最新の現状を知る

うつ病を治療するといえば、多くの人にとっては薬を飲んで取り組むしかないという印象が強いはずです。しかしながら、その印象はすでに前時代的なものになってしまっているということを、ここでは強調しておきたいところです。
もはや、うつ病にかかったら薬を飲まないといけない、というものではなくなりました。現在では、薬に頼らない治療法が続々と見つかっている他、検査方法にも様々な手法が見られるようになっています。以前よりも安全に、そして以前よりも論理的に、明確にうつ病と診察できる環境と、信頼性の高い治療が施せるようになっていることに、注目しない手はありません。

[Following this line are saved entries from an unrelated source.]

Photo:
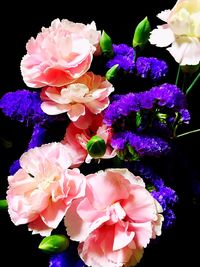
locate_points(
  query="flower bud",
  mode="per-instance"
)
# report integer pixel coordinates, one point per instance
(106, 44)
(111, 73)
(96, 147)
(54, 244)
(141, 34)
(3, 204)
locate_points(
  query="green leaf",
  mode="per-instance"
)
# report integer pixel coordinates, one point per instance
(54, 244)
(106, 44)
(96, 147)
(141, 34)
(111, 73)
(3, 204)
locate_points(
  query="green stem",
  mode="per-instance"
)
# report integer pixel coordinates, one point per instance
(192, 84)
(194, 131)
(178, 75)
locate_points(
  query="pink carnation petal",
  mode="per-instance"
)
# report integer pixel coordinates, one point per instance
(164, 15)
(140, 206)
(143, 233)
(76, 111)
(54, 213)
(77, 229)
(122, 237)
(51, 108)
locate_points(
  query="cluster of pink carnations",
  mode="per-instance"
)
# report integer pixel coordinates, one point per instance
(110, 212)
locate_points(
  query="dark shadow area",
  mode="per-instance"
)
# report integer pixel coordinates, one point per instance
(18, 246)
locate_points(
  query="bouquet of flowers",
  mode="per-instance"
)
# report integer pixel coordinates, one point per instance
(104, 121)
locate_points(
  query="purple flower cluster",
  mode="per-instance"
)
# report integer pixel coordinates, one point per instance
(37, 139)
(151, 67)
(145, 67)
(165, 97)
(123, 56)
(23, 106)
(142, 120)
(68, 258)
(142, 145)
(165, 195)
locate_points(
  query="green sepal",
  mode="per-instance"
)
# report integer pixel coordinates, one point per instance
(141, 34)
(96, 147)
(54, 244)
(106, 44)
(112, 72)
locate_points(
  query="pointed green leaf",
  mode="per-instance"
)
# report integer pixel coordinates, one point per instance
(54, 243)
(96, 147)
(106, 44)
(142, 32)
(111, 73)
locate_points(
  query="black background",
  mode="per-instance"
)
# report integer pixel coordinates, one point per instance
(18, 246)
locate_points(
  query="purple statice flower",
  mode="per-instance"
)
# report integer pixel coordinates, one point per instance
(23, 106)
(165, 195)
(165, 96)
(37, 139)
(185, 115)
(15, 166)
(148, 145)
(38, 136)
(123, 56)
(150, 67)
(142, 145)
(170, 96)
(169, 218)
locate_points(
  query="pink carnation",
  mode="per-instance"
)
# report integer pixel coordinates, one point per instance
(78, 138)
(42, 190)
(59, 54)
(113, 225)
(180, 32)
(89, 94)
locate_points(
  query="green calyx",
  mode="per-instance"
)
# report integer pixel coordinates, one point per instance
(106, 44)
(141, 34)
(96, 147)
(54, 244)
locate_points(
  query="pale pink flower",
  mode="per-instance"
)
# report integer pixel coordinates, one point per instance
(78, 138)
(90, 93)
(42, 190)
(59, 54)
(181, 31)
(115, 220)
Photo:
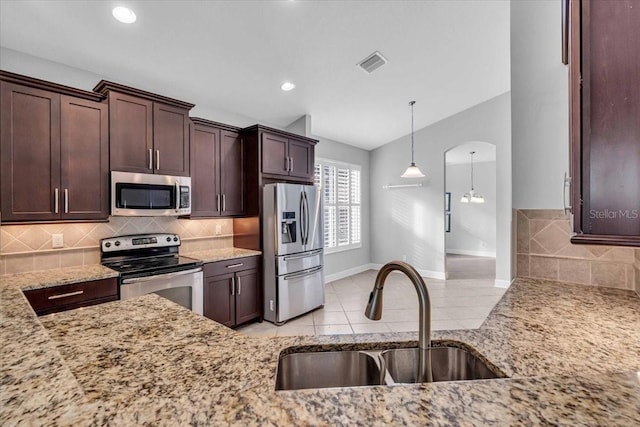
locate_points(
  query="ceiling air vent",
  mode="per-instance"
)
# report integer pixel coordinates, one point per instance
(372, 62)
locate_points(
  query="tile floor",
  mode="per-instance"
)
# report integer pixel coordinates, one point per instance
(461, 302)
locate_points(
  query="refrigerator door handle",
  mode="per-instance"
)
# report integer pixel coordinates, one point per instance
(305, 255)
(303, 273)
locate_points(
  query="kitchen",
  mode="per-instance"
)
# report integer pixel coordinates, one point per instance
(250, 398)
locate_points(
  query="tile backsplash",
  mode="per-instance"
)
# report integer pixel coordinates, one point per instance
(544, 250)
(29, 247)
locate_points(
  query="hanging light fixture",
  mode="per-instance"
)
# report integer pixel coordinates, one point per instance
(472, 196)
(412, 171)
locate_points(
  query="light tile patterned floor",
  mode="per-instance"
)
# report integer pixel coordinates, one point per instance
(462, 302)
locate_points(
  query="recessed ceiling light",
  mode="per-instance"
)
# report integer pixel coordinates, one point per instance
(287, 86)
(124, 14)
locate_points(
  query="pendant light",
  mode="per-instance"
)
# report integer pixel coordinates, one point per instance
(412, 171)
(472, 196)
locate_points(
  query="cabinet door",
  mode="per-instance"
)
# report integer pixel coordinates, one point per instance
(170, 140)
(30, 151)
(301, 158)
(84, 160)
(248, 296)
(274, 154)
(232, 173)
(219, 299)
(205, 171)
(605, 117)
(130, 133)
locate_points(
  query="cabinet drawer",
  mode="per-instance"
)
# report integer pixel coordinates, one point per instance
(66, 297)
(231, 265)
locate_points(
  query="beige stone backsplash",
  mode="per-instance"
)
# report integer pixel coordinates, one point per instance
(544, 250)
(26, 248)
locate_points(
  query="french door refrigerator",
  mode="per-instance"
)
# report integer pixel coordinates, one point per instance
(292, 250)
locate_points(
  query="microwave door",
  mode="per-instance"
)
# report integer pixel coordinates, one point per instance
(313, 230)
(289, 222)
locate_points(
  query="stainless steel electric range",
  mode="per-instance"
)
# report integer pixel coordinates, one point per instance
(151, 263)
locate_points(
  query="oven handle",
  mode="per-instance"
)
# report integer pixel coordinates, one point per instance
(161, 276)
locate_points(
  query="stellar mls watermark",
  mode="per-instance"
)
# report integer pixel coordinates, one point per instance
(614, 214)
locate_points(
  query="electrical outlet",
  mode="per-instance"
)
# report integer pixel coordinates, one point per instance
(57, 241)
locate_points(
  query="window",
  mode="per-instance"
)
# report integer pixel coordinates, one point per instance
(340, 187)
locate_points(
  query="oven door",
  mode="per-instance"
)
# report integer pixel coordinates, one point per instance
(182, 287)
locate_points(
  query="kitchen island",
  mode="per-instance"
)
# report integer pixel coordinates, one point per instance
(571, 352)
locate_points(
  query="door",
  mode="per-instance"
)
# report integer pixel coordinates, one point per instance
(288, 207)
(299, 293)
(219, 299)
(312, 218)
(170, 140)
(30, 151)
(274, 154)
(232, 173)
(301, 159)
(84, 161)
(248, 298)
(205, 171)
(130, 133)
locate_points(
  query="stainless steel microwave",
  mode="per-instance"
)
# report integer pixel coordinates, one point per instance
(141, 194)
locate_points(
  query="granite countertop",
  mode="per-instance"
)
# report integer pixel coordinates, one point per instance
(213, 255)
(571, 352)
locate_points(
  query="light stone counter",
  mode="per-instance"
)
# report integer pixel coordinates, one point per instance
(572, 353)
(213, 255)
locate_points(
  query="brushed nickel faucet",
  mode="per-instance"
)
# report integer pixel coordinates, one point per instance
(374, 312)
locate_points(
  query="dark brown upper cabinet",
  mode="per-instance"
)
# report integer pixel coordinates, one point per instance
(148, 133)
(604, 65)
(54, 149)
(217, 170)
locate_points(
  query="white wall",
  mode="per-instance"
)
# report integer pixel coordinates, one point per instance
(473, 225)
(539, 105)
(410, 221)
(32, 66)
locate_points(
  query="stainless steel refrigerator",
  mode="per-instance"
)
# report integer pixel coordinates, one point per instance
(293, 251)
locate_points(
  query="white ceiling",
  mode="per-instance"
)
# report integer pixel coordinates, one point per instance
(234, 55)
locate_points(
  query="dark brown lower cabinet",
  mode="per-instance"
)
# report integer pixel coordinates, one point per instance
(71, 296)
(232, 294)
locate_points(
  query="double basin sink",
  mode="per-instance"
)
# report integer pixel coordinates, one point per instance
(352, 368)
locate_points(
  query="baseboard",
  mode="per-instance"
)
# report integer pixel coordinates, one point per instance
(424, 273)
(471, 253)
(503, 283)
(349, 272)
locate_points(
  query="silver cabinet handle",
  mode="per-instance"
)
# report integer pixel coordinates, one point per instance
(161, 276)
(235, 265)
(567, 183)
(56, 200)
(69, 294)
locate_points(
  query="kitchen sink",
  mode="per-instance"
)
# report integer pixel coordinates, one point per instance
(324, 369)
(351, 368)
(447, 364)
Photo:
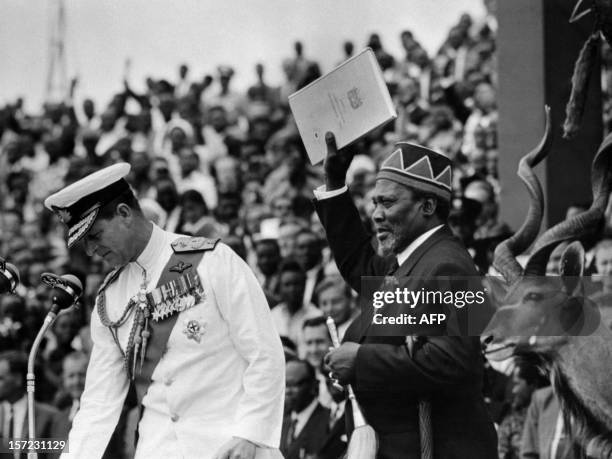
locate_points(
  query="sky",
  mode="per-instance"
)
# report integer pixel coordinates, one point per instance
(156, 36)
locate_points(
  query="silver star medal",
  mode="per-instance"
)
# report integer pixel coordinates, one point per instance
(194, 329)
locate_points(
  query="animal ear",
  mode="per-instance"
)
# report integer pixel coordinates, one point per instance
(572, 266)
(571, 315)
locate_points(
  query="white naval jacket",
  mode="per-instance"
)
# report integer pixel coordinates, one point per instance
(229, 384)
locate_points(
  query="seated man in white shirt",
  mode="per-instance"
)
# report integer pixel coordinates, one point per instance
(306, 423)
(316, 344)
(335, 299)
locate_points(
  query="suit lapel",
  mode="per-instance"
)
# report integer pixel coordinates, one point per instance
(358, 330)
(407, 266)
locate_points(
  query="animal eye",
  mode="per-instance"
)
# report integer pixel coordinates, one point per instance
(533, 296)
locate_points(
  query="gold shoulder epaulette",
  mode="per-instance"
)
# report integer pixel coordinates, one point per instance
(193, 244)
(110, 278)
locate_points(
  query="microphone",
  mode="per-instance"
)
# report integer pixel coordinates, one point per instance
(66, 290)
(9, 277)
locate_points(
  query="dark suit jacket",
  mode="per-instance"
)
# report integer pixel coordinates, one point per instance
(335, 443)
(539, 429)
(310, 438)
(448, 370)
(44, 417)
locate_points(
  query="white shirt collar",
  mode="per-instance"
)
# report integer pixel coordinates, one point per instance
(404, 254)
(303, 416)
(152, 251)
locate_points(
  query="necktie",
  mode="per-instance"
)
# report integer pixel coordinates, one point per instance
(11, 421)
(291, 433)
(393, 268)
(74, 410)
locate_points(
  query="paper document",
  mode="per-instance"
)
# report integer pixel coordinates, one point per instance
(349, 101)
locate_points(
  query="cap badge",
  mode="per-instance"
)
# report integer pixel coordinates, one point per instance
(63, 213)
(180, 267)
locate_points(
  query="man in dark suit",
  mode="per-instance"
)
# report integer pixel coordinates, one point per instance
(13, 402)
(389, 374)
(306, 425)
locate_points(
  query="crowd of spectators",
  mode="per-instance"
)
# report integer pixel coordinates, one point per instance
(211, 161)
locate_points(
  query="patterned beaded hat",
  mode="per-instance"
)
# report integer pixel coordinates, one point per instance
(420, 168)
(78, 204)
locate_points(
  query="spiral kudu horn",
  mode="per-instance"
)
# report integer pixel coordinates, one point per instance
(504, 259)
(582, 224)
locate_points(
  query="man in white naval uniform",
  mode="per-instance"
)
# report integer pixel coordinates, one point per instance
(217, 390)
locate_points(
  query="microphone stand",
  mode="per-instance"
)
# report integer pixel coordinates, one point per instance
(31, 378)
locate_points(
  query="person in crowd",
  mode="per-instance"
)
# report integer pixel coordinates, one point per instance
(195, 218)
(306, 422)
(168, 198)
(390, 375)
(335, 299)
(316, 344)
(545, 435)
(289, 315)
(526, 378)
(268, 263)
(308, 253)
(74, 368)
(603, 265)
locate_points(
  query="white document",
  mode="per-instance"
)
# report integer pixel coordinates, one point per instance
(349, 101)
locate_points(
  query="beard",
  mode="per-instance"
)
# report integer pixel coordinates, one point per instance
(387, 246)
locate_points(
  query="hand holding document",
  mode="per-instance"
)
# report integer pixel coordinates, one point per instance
(349, 101)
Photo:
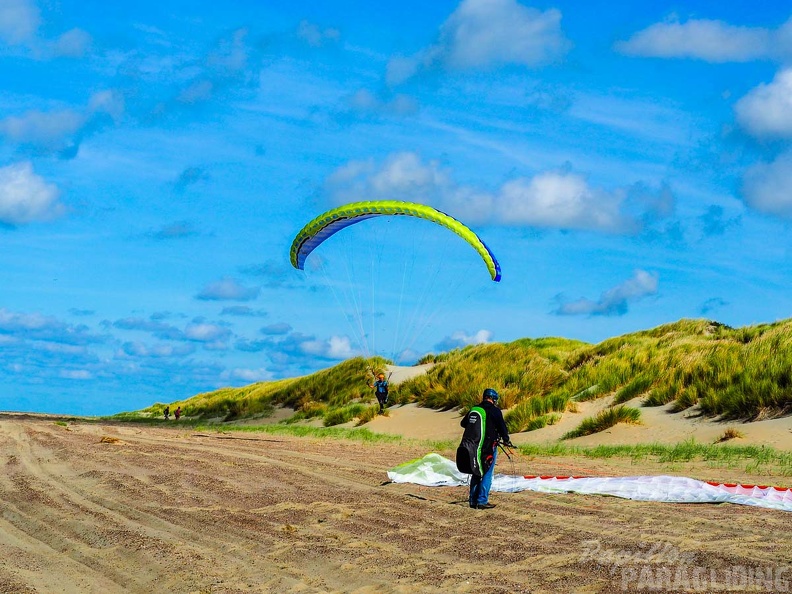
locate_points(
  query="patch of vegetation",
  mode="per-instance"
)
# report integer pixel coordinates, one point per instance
(740, 374)
(354, 434)
(605, 420)
(730, 433)
(757, 459)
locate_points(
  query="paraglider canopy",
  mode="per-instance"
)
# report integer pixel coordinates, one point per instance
(329, 223)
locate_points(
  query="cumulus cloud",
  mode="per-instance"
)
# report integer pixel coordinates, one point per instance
(72, 44)
(713, 304)
(48, 329)
(460, 339)
(247, 375)
(714, 222)
(153, 326)
(315, 36)
(713, 41)
(19, 21)
(275, 329)
(766, 186)
(615, 301)
(156, 351)
(227, 289)
(336, 348)
(367, 103)
(177, 230)
(191, 176)
(61, 131)
(243, 311)
(562, 199)
(766, 111)
(26, 197)
(206, 332)
(19, 24)
(556, 199)
(484, 33)
(296, 347)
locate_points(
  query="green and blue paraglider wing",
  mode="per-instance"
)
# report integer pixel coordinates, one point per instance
(318, 230)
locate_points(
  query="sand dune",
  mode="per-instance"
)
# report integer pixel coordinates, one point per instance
(119, 508)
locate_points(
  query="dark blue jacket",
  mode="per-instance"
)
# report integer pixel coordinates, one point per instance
(496, 426)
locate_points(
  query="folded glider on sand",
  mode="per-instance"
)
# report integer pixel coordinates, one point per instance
(434, 470)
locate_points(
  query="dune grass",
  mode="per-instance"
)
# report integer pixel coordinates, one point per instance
(729, 373)
(754, 459)
(605, 420)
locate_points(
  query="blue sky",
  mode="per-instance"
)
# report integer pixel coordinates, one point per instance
(629, 165)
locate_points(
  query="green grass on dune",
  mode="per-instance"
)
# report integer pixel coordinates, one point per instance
(730, 373)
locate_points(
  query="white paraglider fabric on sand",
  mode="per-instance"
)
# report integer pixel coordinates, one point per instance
(433, 470)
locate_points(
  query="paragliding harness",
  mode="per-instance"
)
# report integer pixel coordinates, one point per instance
(381, 390)
(474, 454)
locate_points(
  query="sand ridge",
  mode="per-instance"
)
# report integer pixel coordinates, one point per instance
(174, 510)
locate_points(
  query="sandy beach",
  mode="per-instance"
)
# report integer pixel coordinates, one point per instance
(118, 508)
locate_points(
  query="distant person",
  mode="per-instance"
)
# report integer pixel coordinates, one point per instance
(380, 388)
(477, 452)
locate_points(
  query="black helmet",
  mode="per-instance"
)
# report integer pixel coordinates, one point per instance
(490, 393)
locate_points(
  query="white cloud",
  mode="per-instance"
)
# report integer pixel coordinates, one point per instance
(247, 375)
(315, 36)
(484, 33)
(461, 339)
(156, 351)
(555, 199)
(713, 41)
(614, 301)
(767, 109)
(766, 186)
(227, 289)
(560, 199)
(26, 197)
(336, 348)
(366, 102)
(47, 129)
(206, 332)
(56, 130)
(78, 374)
(19, 21)
(403, 176)
(73, 44)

薬の服用でもうつ病は治療できますが、そこで問題になっていたのは副作用の問題です。心を治すために体にはリスクを抱えてもらう、不可抗力とはいえ回避できないこの問題は、できれば避けたいものだと今までずっと願われてきました。
そして、今となっては投薬治療ではなく、カウンセリングを活用して行う心理療法を取り入れられる環境が構築されています。カウンセリングを行える人の増加、心理学の発展、そういった様々な変化によって、以前では十分提供できなかったカウンセリングによるうつ病治療が、投薬治療に継いで利用される代替治療として注目されるようになりました。
また、代替治療の例としては認知療法と呼ばれる方法も登場しています。認知療法の場合は、自分の感情をコントロールするトレーニングを積むことで、ストレスをストレスと感じなくする修行を行えるのが特徴です。これもまた、うつ病がストレスによって引き起こされるということを踏まえて考えると、根本的な問題解決につながる手法だといえます。

最近では上述した手法の他に、治験を終えて現場で導入され始めている、効果が期待できる新たな手法がさらに登場しています。
たとえば、うつ病という問題は今まで、形のない心に起こる病気として、明確な診察基準を与えられるものではありませんでした。その事実を変えられる、光トポグラフィー検査と呼ばれる手法が登場しています。この方法を利用することで、健常者とうつ病患者の間に存在する、思考中の血流量の差を根拠として、問診結果と合わせてより精度の高い診察ができるようになります。
今まではうつ病とは思い込みだと思われる部分も間違いなくあったといえますが、この手法が登場することで、自覚できていないうつ病を明確にしたり、自分はそうではなかったのだという安心を得たりできると期待できます。さらに、うつ病とは違う精神疾患も判別できることから、誤診による無意味な治療を減らして、着実に効果のある治療が提供できるようにもなっていきます。
このように、新たな手法が登場したことで、既存のうつ病治療も成長することが期待できるのは、十分注目しておきたいことです。